Major histocompatibility class II transactivator (CIITA) mediates repression of collagen (COL1A2) transcription by interferon γ (IFN-γ)

Interferon gamma (IFN-gamma) plays an important role during inflammation by repressing collagen and activating major histocompatibility class II (MHC-II) expression. Activation of MHC-II by IFN-gamma requires regulatory factor for X-box 5 (RFX5) complex as well as class II transactivator (CIITA). We have shown that the RFX family binds to the COL1A2 transcription start site (Sengupta, P. K., Fargo, J., and Smith, B. D. (2002) J. Biol. Chem. 277, 24926-24937), and the RFX5 complex represses COL1A2 gene expression during IFN-gamma response (Xu, Y., Wang, L., Buttice, G., Sengupta, P. K., and Smith, B. D. (2003) J. Biol. Chem. 278, 49134-49144).
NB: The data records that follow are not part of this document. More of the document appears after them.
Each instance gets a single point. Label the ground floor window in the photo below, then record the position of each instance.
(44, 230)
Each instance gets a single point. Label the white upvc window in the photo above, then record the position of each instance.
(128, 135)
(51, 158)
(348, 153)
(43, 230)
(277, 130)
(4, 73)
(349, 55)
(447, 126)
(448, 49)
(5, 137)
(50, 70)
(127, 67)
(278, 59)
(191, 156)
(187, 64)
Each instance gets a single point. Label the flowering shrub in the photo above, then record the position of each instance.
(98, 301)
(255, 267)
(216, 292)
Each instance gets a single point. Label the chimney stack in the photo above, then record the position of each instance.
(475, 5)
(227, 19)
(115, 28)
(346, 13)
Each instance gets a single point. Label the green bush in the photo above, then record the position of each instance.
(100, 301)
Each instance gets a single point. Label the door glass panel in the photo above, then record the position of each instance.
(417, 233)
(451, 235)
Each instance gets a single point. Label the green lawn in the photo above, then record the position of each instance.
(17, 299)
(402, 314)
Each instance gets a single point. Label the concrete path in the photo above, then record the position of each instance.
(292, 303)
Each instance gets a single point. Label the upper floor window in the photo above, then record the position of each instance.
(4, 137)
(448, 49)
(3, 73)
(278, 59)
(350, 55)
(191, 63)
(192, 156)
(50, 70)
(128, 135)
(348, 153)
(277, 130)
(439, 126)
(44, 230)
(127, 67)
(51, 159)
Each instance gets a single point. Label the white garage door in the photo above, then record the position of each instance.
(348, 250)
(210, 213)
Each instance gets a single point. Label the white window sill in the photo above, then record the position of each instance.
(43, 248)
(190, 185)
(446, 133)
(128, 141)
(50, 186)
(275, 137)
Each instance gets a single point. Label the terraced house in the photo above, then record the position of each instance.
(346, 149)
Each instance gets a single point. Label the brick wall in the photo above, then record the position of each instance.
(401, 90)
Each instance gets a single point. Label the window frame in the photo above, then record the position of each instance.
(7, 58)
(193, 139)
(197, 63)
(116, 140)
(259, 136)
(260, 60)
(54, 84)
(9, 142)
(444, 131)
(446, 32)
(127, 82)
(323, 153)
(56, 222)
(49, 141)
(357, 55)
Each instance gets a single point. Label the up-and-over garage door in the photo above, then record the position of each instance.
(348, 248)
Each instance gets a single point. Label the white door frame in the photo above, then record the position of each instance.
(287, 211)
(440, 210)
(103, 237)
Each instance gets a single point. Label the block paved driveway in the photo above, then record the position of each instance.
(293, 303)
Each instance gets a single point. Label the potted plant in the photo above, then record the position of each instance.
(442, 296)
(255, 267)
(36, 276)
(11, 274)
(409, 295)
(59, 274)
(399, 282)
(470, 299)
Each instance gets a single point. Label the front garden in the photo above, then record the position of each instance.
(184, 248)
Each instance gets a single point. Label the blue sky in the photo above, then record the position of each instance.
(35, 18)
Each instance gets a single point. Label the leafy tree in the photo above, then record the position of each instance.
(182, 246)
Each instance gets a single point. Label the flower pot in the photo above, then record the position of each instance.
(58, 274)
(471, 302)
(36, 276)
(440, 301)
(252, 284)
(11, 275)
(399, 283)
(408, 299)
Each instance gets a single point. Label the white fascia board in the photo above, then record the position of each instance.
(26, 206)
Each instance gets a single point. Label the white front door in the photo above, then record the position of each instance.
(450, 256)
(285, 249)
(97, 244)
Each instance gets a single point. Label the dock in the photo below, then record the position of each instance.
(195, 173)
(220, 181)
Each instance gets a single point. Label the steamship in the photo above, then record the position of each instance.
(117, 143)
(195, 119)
In this report, we demonstrate that CIITA is a key mediator of COL1A2 repression by IFN-gamma. IFN-gamma up-regulates the expression of CIITA in a time-dependent manner in lung fibroblasts and promotes CIITA protein occupancy on COL1A2 transcription start site in vivo as judged by chromatin immunoprecipitation (ChIP) assays. There are coordinate decreases in the occupancy of RNA polymerase II on the collagen transcription start site with increasing CIITA occupancy during IFN-gamma treatment. In addition, we are able to specifically knockdown the IFN-gamma-stimulated expression of CIITA utilizing short hairpin interference RNA (shRNA) against CIITA. This leads to the alleviation of COL1A2 repression and MHC-II activation by IFN-gamma. RFX5 recruits CIITA to the collagen site as evidenced by DNA affinity chromatography. The presence of RFX5 complex proteins enhances the collagen repression by CIITA reaching levels occurring during IFN-gamma treatment. Co-expression of CIITA with deletion mutations and collagen promoter constructs demonstrates that CIITA represses collagen promoter mainly through its N-terminal region including the acidic domain and the proline/serine/threonine domain. Our data suggest that CIITA is a crucial member of a repressor complex responsible for mediating COL1A2 transcription repression by IFN-gamma.